Es necesario tomar medidas concretas para revertir la tendencia realista de poder, haciendo más coherentes sus órganos (ej., no puede ser que en el Consejo de DD.HH., organismo de la ONU dedicado a emprender acciones en contra de países que violen los derechos de sus ciudadanos, haya miembros que hagan precisamente eso), ampliando las facultades de la Asamblea General como asamblea legislativa (democratizar el sistema de decisiones) y terminando con el poder de veto del Consejo de Seguridad y no ampliándolo, como lo manifestaron el 2005 Brasil, Alemania, Japón e India, de modo de limitar las asimetrías entre los países, evitar las expresiones de fuerza bélica, proteger de manera efectiva a la población civil (revisar y controlar más a las fuerzas de paz/cascos azules), poner fin a los crímenes de guerra y acabar con la impunidad.
Como lo expresó Sergio García Magariño, reformar la ONU no es fácil. No es una cuestión de ideas sino de voluntad. Ha habido múltiples y muy sólidas propuestas para su reforma desde Kofi Annan, pero esto ha sido cambiado por un contexto de negociación en que cada Estado busca ampliar sus intereses y poder.

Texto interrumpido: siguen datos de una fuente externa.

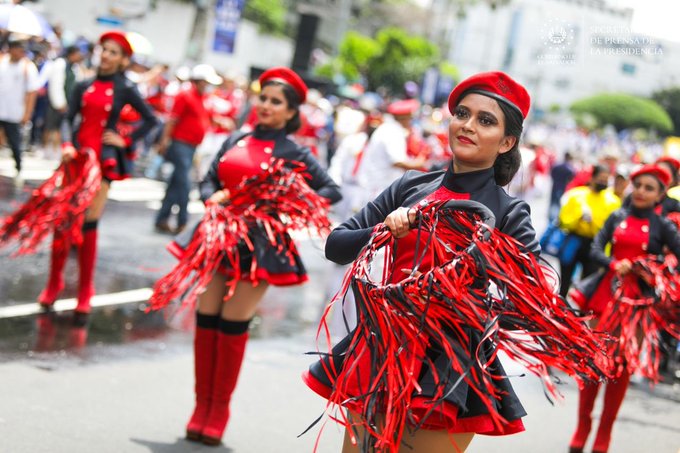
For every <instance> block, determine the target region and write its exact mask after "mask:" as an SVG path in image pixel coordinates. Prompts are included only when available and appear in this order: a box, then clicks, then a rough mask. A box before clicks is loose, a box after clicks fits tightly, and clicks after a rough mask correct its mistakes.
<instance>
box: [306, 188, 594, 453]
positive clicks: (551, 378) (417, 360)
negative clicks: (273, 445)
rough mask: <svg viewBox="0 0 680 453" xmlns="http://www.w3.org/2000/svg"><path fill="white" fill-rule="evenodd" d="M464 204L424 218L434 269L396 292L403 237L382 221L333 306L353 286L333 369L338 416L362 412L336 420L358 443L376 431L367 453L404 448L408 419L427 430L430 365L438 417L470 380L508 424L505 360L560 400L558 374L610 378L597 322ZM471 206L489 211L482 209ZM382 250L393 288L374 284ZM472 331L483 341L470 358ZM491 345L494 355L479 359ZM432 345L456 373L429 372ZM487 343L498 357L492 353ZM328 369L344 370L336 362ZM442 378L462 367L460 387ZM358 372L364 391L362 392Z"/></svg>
mask: <svg viewBox="0 0 680 453" xmlns="http://www.w3.org/2000/svg"><path fill="white" fill-rule="evenodd" d="M456 203H458V205H459V206H460V204H461V203H460V202H455V203H454V204H451V202H448V206H447V205H446V204H444V205H442V203H441V202H438V203H434V204H430V205H429V206H427V207H424V208H422V210H421V211H420V220H419V225H418V229H419V233H418V234H420V235H421V237H419V238H418V240H417V241H416V243H417V244H420V243H422V242H421V239H424V240H425V242H424V243H425V244H426V245H425V246H424V249H422V250H415V256H416V257H421V258H422V257H423V256H425V254H429V255H430V257H432V258H433V260H432V261H433V263H434V265H433V267H432V269H430V270H428V271H426V272H424V273H422V274H420V273H419V272H418V271H417V268H418V264H416V267H415V271H414V272H413V273H412V276H410V277H408V278H406V279H405V280H403V281H401V282H400V283H399V284H385V282H386V281H388V276H389V274H390V272H392V271H394V272H398V271H399V270H392V269H391V266H390V265H391V263H392V250H393V247H394V246H395V239H394V237H393V236H392V234H391V233H390V231H389V229H388V228H387V227H386V226H385V225H384V224H379V225H377V226H376V227H375V229H374V231H373V235H372V237H371V239H370V241H369V243H368V244H367V245H366V247H365V248H364V249H363V250H362V251H361V253H360V254H359V257H358V258H357V259H356V260H355V261H354V263H353V265H352V266H351V268H350V269H349V270H348V271H347V273H346V275H345V280H344V282H343V287H342V289H341V290H340V292H339V293H338V294H337V295H336V296H335V297H334V299H333V301H332V302H331V305H333V304H334V303H337V302H339V301H342V300H344V296H345V294H346V292H347V291H348V290H349V289H350V287H351V288H352V290H353V291H354V295H355V299H356V310H357V327H356V329H355V330H353V331H352V332H351V333H350V344H349V348H348V349H347V351H346V354H345V356H344V357H345V359H344V361H343V363H342V368H341V369H326V370H325V372H326V374H327V375H328V376H329V377H330V379H331V380H332V381H333V390H332V394H331V395H330V397H329V401H328V406H327V412H328V411H330V410H331V409H332V408H333V407H339V406H345V407H350V408H352V409H353V410H357V411H359V412H360V414H361V420H349V419H348V418H346V416H345V413H344V411H339V413H340V414H341V415H340V416H339V417H337V416H332V417H334V418H335V417H337V418H339V420H338V421H339V422H340V423H342V424H344V425H345V427H346V428H348V430H349V432H350V433H354V434H353V435H354V436H357V434H356V432H355V431H354V429H355V428H354V427H356V426H357V425H359V426H361V427H362V428H363V429H364V430H365V432H366V433H367V436H365V438H364V439H362V446H363V447H364V448H368V449H376V450H378V451H389V452H396V451H399V448H400V446H401V439H402V434H403V432H404V429H405V427H406V425H407V422H408V423H409V424H410V425H415V427H416V428H417V427H418V426H420V425H421V424H422V423H423V422H425V421H426V420H424V418H423V417H422V415H420V416H417V415H415V414H414V413H412V412H411V411H410V406H411V401H412V399H413V397H414V396H419V398H423V397H424V396H423V395H419V394H420V393H421V388H420V384H419V381H418V379H419V375H420V371H421V367H422V365H423V363H424V362H425V363H427V364H428V365H429V369H430V371H432V374H433V377H434V385H435V392H434V395H433V396H432V397H431V398H430V397H427V399H428V401H427V402H426V403H425V404H426V406H427V405H429V406H430V407H431V408H432V409H431V410H430V412H429V413H431V412H432V411H433V410H435V409H436V407H437V406H438V405H439V404H442V403H443V401H444V397H445V396H446V395H447V394H448V393H450V392H452V391H453V388H455V387H456V386H458V385H459V384H462V383H463V382H464V383H467V385H468V386H469V391H470V392H474V393H476V394H477V395H478V396H479V397H480V399H481V400H482V401H483V402H484V404H485V405H486V407H487V409H488V413H489V415H490V416H491V417H492V419H493V421H494V423H495V424H496V425H497V426H498V427H501V426H502V424H503V423H504V422H505V420H504V419H503V417H502V416H501V415H500V414H499V413H498V411H497V409H496V407H497V406H496V402H497V401H498V400H499V399H500V397H501V395H500V390H499V389H498V387H497V386H496V385H494V380H497V379H505V377H499V376H498V375H494V374H493V373H492V372H491V371H490V370H489V369H488V367H489V365H491V364H492V362H493V361H494V360H495V359H496V356H497V354H498V352H499V351H504V352H505V353H506V354H507V355H508V356H509V357H510V358H511V359H513V360H515V361H518V362H519V363H521V364H522V365H524V366H525V367H526V368H527V369H528V370H529V371H531V372H532V373H534V374H536V375H538V376H539V377H540V378H541V379H542V382H543V384H544V386H545V388H546V390H547V394H549V395H551V396H553V397H556V396H559V393H558V392H557V389H556V387H555V383H554V380H553V378H552V376H551V370H550V369H551V368H552V369H555V370H561V371H563V372H565V373H567V374H569V375H571V376H574V377H576V379H577V380H579V381H582V380H586V379H587V380H599V379H601V378H603V377H604V376H605V375H606V371H605V369H606V357H605V356H604V350H605V347H604V345H603V344H602V343H601V340H602V339H603V338H601V337H603V336H601V337H598V336H596V335H594V334H593V333H592V331H591V330H590V329H589V328H588V326H587V323H586V321H587V319H588V318H583V317H579V316H578V315H577V314H576V313H575V312H574V311H573V310H572V309H571V308H570V307H569V306H568V304H567V303H566V302H565V301H564V300H563V299H562V298H560V297H559V296H558V294H557V293H556V286H557V284H556V283H557V279H556V276H555V275H554V274H553V275H552V276H550V275H546V273H545V271H546V268H544V267H543V266H542V265H541V264H540V263H539V260H538V259H537V257H536V256H534V254H532V253H531V252H530V251H529V250H527V249H526V247H524V246H523V245H522V244H521V243H519V242H518V241H517V240H516V239H514V238H512V237H510V236H508V235H506V234H503V233H501V232H500V231H498V230H495V229H493V228H492V227H489V226H488V225H486V224H484V223H483V222H482V221H481V220H482V217H480V216H479V215H476V214H474V215H473V214H471V213H470V212H466V211H462V210H459V209H460V208H456ZM465 203H467V204H470V203H472V204H475V205H477V206H482V208H484V209H486V208H485V207H483V205H480V204H479V203H474V202H469V201H467V202H465ZM468 208H469V207H468ZM466 209H467V208H466ZM487 212H489V214H490V211H488V210H487ZM491 216H492V214H491ZM422 235H425V236H422ZM383 247H384V248H385V249H386V250H385V255H386V256H385V263H386V268H385V274H384V276H383V281H382V282H380V283H375V282H373V281H372V280H371V277H370V268H371V262H372V260H373V257H374V255H375V253H376V252H377V250H378V249H380V248H383ZM330 309H331V306H329V307H328V308H327V309H326V312H325V313H324V316H323V318H322V320H321V324H320V326H319V331H318V336H321V332H322V331H323V332H324V333H325V337H326V338H325V342H326V344H327V346H328V351H329V352H330V354H331V355H333V351H332V348H331V336H330V333H329V327H328V313H329V311H330ZM471 331H472V332H475V335H477V337H476V338H481V342H480V346H479V348H478V349H477V350H476V351H473V352H472V353H468V352H467V351H468V347H469V345H470V344H471V341H470V340H471V338H470V335H471V334H470V332H471ZM482 344H484V347H485V349H486V351H487V353H481V352H480V351H481V348H482ZM433 346H434V347H436V348H437V350H442V351H444V353H445V356H446V360H447V362H446V366H444V367H442V366H437V367H435V366H434V364H433V363H430V359H428V358H427V357H428V356H427V354H426V350H427V349H428V348H430V347H433ZM487 346H490V347H491V350H492V351H493V352H491V353H490V354H489V353H488V348H487ZM321 354H324V355H325V353H321ZM367 357H368V358H367ZM366 360H369V361H370V366H369V365H366V362H365V361H366ZM322 363H324V362H322ZM329 363H330V367H331V368H334V367H335V365H334V361H332V360H331V361H330V362H329ZM362 363H363V364H362ZM323 366H324V367H326V366H327V365H326V364H325V363H324V365H323ZM336 368H337V367H336ZM440 370H444V371H443V372H444V373H446V371H445V370H454V371H455V372H456V373H457V375H460V379H459V380H458V381H456V382H450V381H449V379H447V378H446V377H445V376H440V375H439V374H440V372H441V371H440ZM359 374H361V381H362V385H361V386H360V387H361V391H359V392H357V388H358V387H357V375H359ZM425 417H427V415H426V416H425ZM337 418H336V419H337ZM366 451H368V450H366ZM370 451H373V450H370Z"/></svg>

Sin embargo, mientras no haya una reforma sustancial, como en los casos sirio, ucraniano o gazatí, será la población civil la que seguirá pagando el precio más alto en vidas y seguridad, y seguiremos viviendo en un mundo de desconfianzas donde intereses nacionales se anteponen a intereses globales. Hay que democratizar y darle sustentabilidad a la ONU (no da el ancho). Es la única forma de tener un mundo más seguro y que garantice las libertades de las que hablaba Franklin Delano Roosevelt y no tener una dispersión del esquema de seguridad que funcione al vaivén del poder duro.